Weng, Xiong; Lin, De; Huang, Jeffrey T J; Stimson, Roland H; Wasserman, David H; Kang, Li.
Afiliación
  • Weng X; Division of Systems Medicine, School of Medicine, University of Dundee, Dundee, Scotland DD1 9SY, UK.
  • Lin; Drug Discovery Unit, University of Dundee, Dundee, Scotland DD1 9SY, UK.
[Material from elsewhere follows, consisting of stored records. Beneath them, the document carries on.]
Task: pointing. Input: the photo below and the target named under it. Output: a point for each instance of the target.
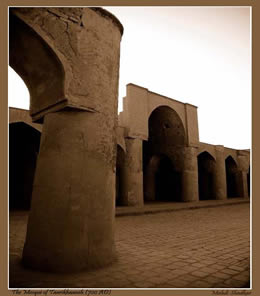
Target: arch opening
(162, 181)
(248, 182)
(120, 162)
(162, 160)
(231, 177)
(24, 143)
(36, 63)
(206, 168)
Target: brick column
(71, 223)
(220, 184)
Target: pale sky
(197, 55)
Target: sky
(197, 55)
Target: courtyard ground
(204, 247)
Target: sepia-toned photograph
(129, 147)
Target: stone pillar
(190, 175)
(220, 183)
(71, 223)
(133, 172)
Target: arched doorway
(248, 181)
(206, 166)
(231, 177)
(120, 159)
(162, 160)
(24, 143)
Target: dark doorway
(231, 177)
(162, 157)
(167, 181)
(206, 165)
(248, 182)
(120, 159)
(24, 143)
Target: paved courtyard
(207, 247)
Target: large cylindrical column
(220, 185)
(133, 172)
(190, 175)
(71, 223)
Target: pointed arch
(36, 63)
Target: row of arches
(163, 182)
(162, 163)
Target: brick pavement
(207, 247)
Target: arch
(120, 162)
(248, 182)
(36, 63)
(161, 155)
(206, 168)
(166, 127)
(162, 182)
(24, 143)
(208, 152)
(231, 177)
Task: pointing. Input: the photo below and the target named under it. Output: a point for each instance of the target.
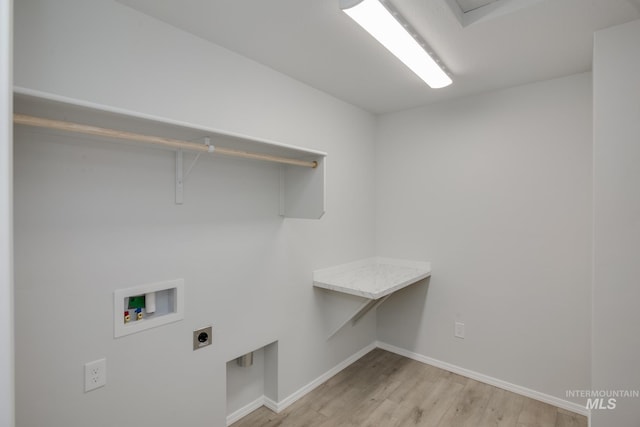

  • Huang JTJ; Division of Systems Medicine, School of Medicine, University of Dundee, Dundee, Scotland DD1 9SY, UK.
  • Stimson RH; Centre for Cardiovascular Science, University of Edinburgh, Edinburgh, Scotland EH16 4TJ, UK.
  • Wasserman DH; Department of Molecular Physiology and Biophysics and Mouse Metabolic Phenotyping Centre, Vanderbilt University, Nashville, TN 37232, USA.
  • Kang L; Division of Systems Medicine, School of Medicine, University of Dundee, Dundee, Scotland DD1 9SY, UK.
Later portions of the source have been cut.